Yolların düzgünlüğü, şehrin sistemli ve organize olması dikkatimizi çekti. Bu kadar büyük olmasını da beklemiyorduk burasının. Hindistan’da Ayurveda ve yoganın en önemli şehirlerinden birisi olduğunu daha önceden okumuş olsak da etraftaki yoga kurslarının ilanlarını, ayurveda koleji ve hastanesini görünce gerçekten de etkilendik. Turistik bir şehirdi, bu yüzden de diğer şehirlere nazaran temizdi.
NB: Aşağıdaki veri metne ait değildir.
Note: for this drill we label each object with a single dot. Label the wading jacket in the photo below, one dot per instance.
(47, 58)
Şehre vardığımızda önce Manish’in yanına uğradık. Ev eşyaları satan bir mağazada çalışıyordu. Telefonla ilgili problemimi söylediğimde yanında çalışan birilerini gönderdi telefonumla birlikte. 5 dakika sonra kimlik tespiti ile ilgili bir sorun yaşandığını, müşteri hizmetlerine bizzat gidip başvurmamız gerektiğini söyledi. Artık ertesi gün gideriz dedik. İş sonrası kahve içmek üzere evin yakınlarında bir yerde buluşmak için sözleşerek oradan ayrıldık.
Biz oraya otobüsle varıncaya kadar, o scooterı ile çoktan gelmiş, masada oturmuş ve bizi bekliyordu.
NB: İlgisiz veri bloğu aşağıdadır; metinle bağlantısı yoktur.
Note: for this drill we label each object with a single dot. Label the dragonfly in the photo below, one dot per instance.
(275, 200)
Geleneksel bir Hintli’den çok farklı bir çizgisi vardı. O da gezmek için çalışıyordu. Ama işinin rahat olduğunu ve 4 ay Cumartesi Pazar demeden çalışıp yeteri kadar para biriktirdiğinde birkaç ay yurtdışına gidebildiğini söyledi. Ocak sonunda da Kamboçya ve Vietnam’a gidecekti.
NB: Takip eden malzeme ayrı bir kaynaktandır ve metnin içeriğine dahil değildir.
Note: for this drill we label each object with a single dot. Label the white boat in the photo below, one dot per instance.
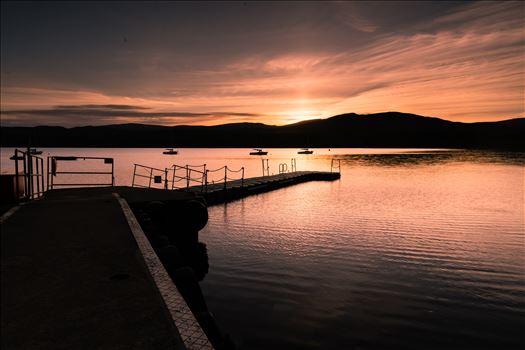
(305, 151)
(258, 152)
(170, 151)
Muhafazakar bir Hintli ailesinin oğullarının 30 küsür yaşında hala bekar ve ‘gezgin’ olmasını kabul etmeyeceğini bildiğimden nasıl oldu da ailesinin buna musamma gösterdiğini sordum. Gerçekten de farklılardı. Tipik bir Hint ailesi değil, oldukça modern olduklarını ve kendisine saygı gösterdiğini söyledi. Dünyanın birçok yerinden gelen yabancıları ağırlamış. Ama biz ilk Türklerdik (her zamanki gibi). Türkiye’den konuştuk, Hindistan’dan konuştuk, seyahatlerden konuştuk. Kahveler bitti, yenilerini söylemeyip bira ile devam etmek üzere başka bir mekana geçtik. Bahçe içinde müstakil bir evi restoran yapmışlardı ve sürahilerle bira servis ediliyorlardı.
Gece ilerliyordu ve Manish’e aç olup olmadığını sorduk. O da belli bir yemek saatinin olmadığını, eve gittiğinde annesinin hazırladığını ve yediklerini söyledi. Bu saat gece 10, 11 ya da 12 olabilirmiş…
Nitekim eve döndüğümüzde 11’i geçiyordu ve onlar sofraya otururken biz bir önceki gecenin tren yolculuğunun etkisiyle yatağa çoktan yatmıştık.